The prompt was do something out of your comfort zone, and I did! I walked in a fashion show/pageant and ran off the stage in fear. Like any good paper, I had an awesome idea/story of what my work would be, but not exactly the ideas of how to make it all go together and get me an A (and make me happy to submit). It turned out that I was actually in Atlanta the weekend of the final four and pretty pressed for time to get my draft in for Tuesday’s class last winter. I had a 3 hour lay over in Chicago to come back for Detroit and swore I would do my paper then.

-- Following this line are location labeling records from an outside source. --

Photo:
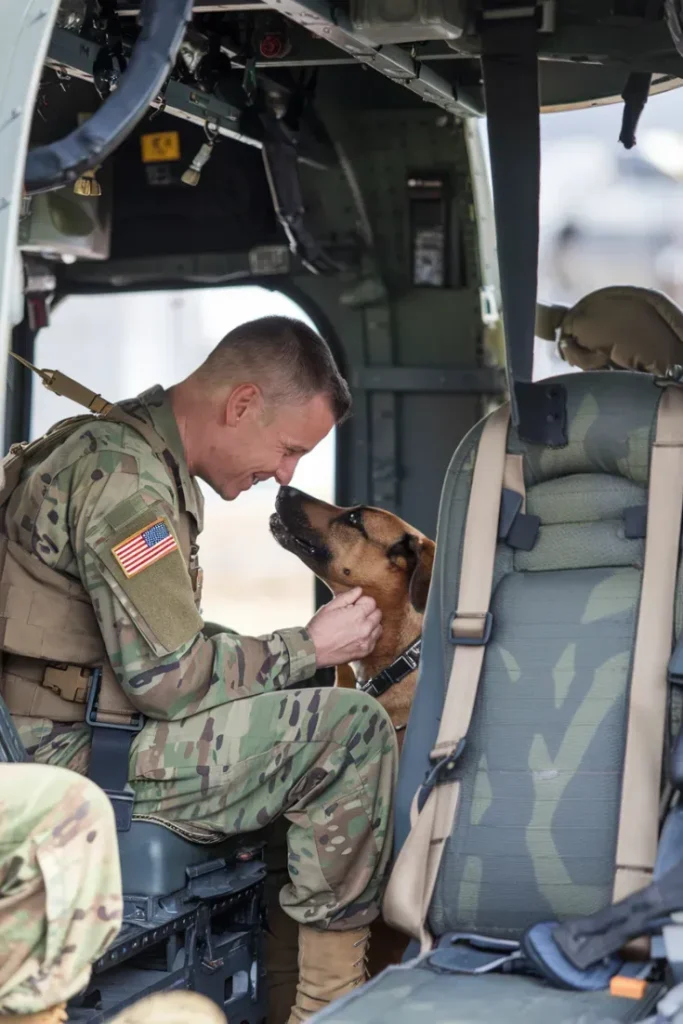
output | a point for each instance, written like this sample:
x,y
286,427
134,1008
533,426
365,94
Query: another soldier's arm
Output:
x,y
152,630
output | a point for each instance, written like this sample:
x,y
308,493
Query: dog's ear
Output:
x,y
418,553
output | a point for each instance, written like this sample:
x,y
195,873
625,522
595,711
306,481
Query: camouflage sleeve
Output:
x,y
153,632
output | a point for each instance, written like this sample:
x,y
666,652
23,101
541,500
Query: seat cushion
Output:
x,y
535,836
416,992
154,858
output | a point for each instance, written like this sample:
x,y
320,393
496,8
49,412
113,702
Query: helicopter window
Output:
x,y
121,344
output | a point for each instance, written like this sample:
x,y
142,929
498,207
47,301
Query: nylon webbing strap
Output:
x,y
638,823
510,70
412,883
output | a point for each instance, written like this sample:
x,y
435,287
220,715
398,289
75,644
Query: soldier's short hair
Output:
x,y
288,359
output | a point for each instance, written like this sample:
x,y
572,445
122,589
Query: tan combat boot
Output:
x,y
172,1008
55,1015
331,964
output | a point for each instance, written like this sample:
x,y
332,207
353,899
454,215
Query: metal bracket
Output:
x,y
333,25
482,380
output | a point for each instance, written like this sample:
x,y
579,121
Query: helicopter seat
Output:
x,y
556,773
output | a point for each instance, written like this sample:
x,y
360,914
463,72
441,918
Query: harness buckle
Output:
x,y
91,710
465,640
442,770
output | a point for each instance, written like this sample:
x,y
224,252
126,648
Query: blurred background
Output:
x,y
607,217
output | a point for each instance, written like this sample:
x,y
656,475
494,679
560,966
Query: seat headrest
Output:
x,y
621,327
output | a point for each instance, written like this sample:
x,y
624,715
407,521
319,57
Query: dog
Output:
x,y
389,559
392,562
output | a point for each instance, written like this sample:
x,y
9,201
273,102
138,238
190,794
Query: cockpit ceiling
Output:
x,y
587,50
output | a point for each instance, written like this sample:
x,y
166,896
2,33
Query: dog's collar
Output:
x,y
402,666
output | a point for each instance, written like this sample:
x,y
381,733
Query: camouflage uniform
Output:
x,y
59,885
226,749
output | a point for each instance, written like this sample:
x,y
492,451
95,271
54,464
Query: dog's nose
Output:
x,y
288,493
286,497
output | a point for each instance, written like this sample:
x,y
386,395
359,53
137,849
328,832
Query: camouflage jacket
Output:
x,y
75,510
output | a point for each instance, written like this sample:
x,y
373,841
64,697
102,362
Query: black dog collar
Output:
x,y
407,663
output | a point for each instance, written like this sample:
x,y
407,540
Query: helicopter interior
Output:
x,y
332,151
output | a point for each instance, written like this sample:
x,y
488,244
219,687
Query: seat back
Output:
x,y
535,836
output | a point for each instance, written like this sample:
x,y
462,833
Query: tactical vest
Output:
x,y
50,641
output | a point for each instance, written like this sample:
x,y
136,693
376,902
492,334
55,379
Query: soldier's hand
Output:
x,y
346,629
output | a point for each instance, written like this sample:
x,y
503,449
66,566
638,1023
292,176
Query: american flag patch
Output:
x,y
144,548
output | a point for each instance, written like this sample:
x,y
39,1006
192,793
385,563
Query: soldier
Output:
x,y
60,900
100,519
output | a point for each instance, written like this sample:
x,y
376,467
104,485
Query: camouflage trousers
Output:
x,y
325,759
60,900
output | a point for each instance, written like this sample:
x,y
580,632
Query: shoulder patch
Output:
x,y
150,576
144,547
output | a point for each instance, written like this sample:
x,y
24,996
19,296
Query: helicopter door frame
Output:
x,y
27,30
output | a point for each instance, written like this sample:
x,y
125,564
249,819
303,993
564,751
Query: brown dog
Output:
x,y
392,562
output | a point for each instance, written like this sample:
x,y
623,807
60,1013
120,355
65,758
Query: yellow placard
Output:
x,y
160,145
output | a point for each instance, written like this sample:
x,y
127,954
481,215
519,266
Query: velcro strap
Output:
x,y
32,689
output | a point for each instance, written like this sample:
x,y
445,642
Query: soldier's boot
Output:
x,y
331,964
55,1015
172,1008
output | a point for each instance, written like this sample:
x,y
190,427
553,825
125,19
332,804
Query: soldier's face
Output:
x,y
257,443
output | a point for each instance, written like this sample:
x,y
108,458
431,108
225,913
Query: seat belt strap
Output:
x,y
412,883
638,822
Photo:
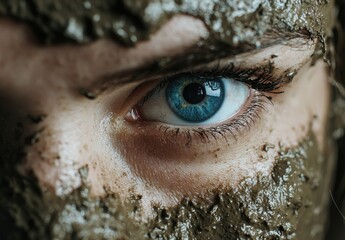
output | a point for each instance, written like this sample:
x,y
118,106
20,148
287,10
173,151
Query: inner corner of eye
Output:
x,y
193,101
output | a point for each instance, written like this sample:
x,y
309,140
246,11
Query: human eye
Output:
x,y
217,102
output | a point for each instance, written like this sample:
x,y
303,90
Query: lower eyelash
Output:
x,y
233,129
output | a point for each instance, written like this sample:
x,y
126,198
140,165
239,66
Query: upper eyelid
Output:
x,y
106,83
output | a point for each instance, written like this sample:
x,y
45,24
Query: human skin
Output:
x,y
77,132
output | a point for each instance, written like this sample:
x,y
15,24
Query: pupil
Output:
x,y
194,93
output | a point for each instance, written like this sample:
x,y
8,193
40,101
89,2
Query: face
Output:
x,y
182,129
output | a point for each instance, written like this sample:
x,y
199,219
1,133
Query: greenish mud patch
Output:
x,y
291,203
130,21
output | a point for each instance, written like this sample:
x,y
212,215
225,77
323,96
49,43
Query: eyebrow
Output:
x,y
194,56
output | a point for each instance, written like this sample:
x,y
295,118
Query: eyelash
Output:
x,y
260,79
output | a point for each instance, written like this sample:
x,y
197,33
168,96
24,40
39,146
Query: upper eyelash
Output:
x,y
260,78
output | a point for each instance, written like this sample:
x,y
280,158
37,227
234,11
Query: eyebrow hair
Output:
x,y
194,56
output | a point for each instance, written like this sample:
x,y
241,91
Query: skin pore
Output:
x,y
75,168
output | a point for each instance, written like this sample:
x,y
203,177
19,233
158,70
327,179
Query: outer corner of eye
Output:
x,y
191,100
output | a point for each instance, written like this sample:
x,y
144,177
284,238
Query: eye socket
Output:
x,y
193,100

Turned out that the night before I had worn one of those face tattoos on my right cheek and when I got back to the hotel from the game my boyfriend called with some issue and being stuck in Chicago. So as I listened and problem solved, I also scrubbed the tattoo off my face with a washcloth. NOTE TO ALL READERS: NEVER EVER EVER DO THIS. It actually burns your skin off if you don’t remove it properly. SO needless to say, the 3 hours I allocated to writing my paper were spent running back and forth to bathroom seeing how fast Neosporin can work and listening to my dermatologist laugh at me and call in a prescription to the Ann Arbor CVS.
So while I’m sure this story is highly entertaining, you’re probably wondering what my writing strategy is. Well I obviously was stuck the week that the paper was due with a really shitty first draft. So my solution, as well as my writing strategy was putting myself in the most relaxed state possible and just free writing.

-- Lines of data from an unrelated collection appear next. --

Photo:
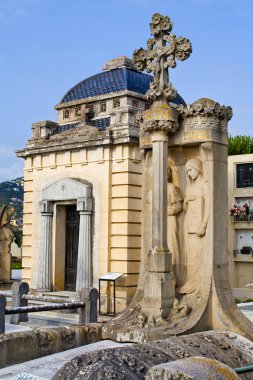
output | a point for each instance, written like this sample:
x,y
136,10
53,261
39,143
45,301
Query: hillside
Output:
x,y
12,194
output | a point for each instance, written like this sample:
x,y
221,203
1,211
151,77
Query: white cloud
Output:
x,y
13,9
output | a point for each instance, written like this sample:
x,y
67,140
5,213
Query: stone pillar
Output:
x,y
159,190
84,260
159,288
44,282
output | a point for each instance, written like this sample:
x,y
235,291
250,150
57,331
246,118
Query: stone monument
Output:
x,y
183,288
6,238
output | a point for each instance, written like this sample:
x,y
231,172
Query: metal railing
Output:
x,y
86,305
246,369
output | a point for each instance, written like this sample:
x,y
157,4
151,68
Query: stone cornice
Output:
x,y
78,141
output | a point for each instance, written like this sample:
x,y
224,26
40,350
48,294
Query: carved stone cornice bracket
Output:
x,y
205,113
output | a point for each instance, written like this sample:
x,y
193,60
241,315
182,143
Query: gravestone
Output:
x,y
183,282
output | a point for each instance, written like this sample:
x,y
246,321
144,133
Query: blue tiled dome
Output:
x,y
110,81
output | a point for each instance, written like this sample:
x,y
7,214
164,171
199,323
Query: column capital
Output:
x,y
84,204
46,207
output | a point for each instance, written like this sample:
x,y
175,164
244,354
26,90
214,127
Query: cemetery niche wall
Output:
x,y
183,284
82,185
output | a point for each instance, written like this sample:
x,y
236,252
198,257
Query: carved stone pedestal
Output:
x,y
159,288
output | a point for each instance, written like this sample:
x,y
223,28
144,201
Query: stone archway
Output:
x,y
66,189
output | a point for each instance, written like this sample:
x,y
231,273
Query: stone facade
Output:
x,y
89,159
240,227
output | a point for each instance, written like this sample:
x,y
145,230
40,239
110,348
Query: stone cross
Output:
x,y
161,53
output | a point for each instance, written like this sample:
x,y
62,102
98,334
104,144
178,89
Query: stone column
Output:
x,y
45,252
84,260
159,288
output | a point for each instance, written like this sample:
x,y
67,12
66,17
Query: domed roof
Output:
x,y
117,77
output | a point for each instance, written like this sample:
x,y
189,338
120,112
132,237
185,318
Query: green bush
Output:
x,y
240,145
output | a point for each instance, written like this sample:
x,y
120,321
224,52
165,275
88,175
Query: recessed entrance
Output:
x,y
71,247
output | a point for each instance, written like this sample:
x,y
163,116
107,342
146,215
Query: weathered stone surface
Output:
x,y
192,368
23,346
133,362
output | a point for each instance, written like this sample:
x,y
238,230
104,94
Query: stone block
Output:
x,y
192,368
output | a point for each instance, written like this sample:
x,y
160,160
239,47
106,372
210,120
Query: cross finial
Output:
x,y
161,53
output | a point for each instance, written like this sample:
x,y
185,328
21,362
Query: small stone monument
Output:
x,y
183,284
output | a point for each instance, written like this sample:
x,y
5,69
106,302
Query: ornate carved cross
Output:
x,y
161,53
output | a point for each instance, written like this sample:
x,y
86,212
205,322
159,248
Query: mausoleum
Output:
x,y
82,185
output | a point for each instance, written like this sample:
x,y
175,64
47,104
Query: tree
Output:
x,y
240,145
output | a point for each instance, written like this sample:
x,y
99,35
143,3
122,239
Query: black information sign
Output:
x,y
109,277
244,175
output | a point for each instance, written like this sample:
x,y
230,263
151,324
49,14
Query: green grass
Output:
x,y
238,300
16,266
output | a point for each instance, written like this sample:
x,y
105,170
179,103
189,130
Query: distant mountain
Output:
x,y
12,194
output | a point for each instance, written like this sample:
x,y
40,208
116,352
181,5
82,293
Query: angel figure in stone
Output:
x,y
196,206
174,207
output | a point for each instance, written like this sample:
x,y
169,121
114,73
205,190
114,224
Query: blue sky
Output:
x,y
47,46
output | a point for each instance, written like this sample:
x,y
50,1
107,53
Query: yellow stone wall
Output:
x,y
115,174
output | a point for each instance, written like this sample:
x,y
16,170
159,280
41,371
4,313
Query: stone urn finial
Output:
x,y
161,54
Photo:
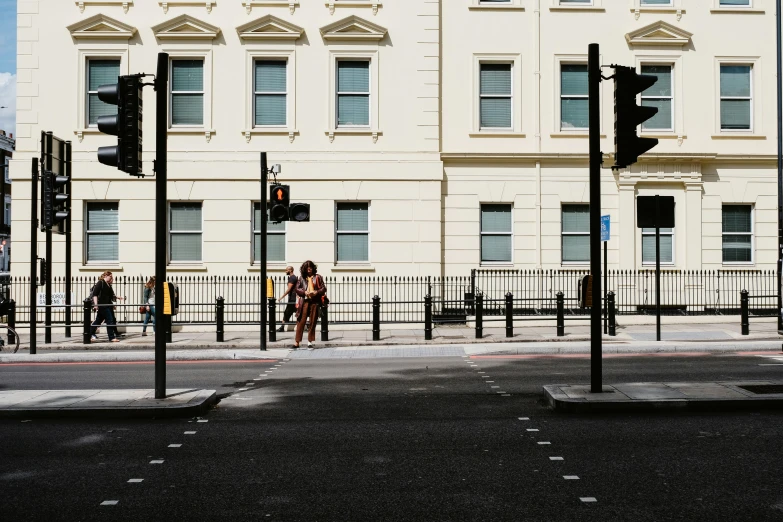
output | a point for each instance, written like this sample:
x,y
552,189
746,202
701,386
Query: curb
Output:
x,y
560,402
205,400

It was something I had never done before, but something I now try to do every time I am stressing to handle the pinball machine of ideas in my mind. I sit up on a balcony (anyone’s who is available really) and I plop my trusty MacBook Pro on my lap and don’t connect to the Internet (this last thing has to be key to success).

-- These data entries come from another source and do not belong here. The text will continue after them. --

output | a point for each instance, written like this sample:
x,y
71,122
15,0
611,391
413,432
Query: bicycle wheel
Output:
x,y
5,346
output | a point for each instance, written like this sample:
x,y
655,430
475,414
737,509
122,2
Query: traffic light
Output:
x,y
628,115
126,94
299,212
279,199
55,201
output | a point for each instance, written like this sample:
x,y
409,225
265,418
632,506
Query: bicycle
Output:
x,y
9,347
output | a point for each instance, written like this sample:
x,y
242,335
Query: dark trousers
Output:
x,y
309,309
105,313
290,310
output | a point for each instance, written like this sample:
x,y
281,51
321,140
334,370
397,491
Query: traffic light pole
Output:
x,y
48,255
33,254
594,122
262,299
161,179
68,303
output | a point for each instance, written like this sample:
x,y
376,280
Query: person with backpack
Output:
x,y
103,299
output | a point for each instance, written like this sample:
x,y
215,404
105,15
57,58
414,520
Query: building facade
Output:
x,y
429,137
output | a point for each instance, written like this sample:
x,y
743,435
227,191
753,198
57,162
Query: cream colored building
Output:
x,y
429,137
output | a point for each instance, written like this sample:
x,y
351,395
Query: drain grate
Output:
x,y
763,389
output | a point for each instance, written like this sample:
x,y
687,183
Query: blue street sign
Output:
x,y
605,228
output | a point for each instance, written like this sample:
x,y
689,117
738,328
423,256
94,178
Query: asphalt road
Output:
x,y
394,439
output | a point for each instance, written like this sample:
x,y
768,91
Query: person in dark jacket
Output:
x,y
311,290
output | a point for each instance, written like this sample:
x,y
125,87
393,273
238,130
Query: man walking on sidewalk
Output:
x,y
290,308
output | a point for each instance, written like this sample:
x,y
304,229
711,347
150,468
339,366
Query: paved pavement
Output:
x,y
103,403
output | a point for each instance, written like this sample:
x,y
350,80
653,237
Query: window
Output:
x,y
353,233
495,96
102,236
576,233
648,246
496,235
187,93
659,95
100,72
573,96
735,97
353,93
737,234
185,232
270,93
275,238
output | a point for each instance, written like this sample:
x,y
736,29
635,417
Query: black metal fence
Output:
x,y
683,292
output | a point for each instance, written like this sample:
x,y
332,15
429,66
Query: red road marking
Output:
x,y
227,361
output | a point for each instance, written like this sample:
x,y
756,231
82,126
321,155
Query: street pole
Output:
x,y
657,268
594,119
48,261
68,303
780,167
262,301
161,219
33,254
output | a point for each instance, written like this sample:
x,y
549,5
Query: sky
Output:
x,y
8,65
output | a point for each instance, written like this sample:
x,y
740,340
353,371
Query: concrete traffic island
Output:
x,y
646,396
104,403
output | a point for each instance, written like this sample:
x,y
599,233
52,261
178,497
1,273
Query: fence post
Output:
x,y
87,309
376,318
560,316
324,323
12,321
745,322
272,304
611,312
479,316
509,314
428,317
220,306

The coolest thing about this process has got to be being outside and writing. You can take a minute to look at the sky or the trees or just take a breath every time a sentence just doesn’t seem right. The fresh air must do wonders for my brain but I sat out there until it was dark and had never felt more successful as a writer than I did in that moment. My mind was completely and utterly focused on what I was doing. For the first time since, well probably since I got a Facebook, that I was fully concentrated one just one thing. It was beautiful and just plain awesome.
So my writing stategy suggestion is to find your balcony. Find a place where your mind can actually be really free and not confined in a 5th floor cubicle in the library (unless that is your personal balcony than I guess it’s ok) and then just let it all go.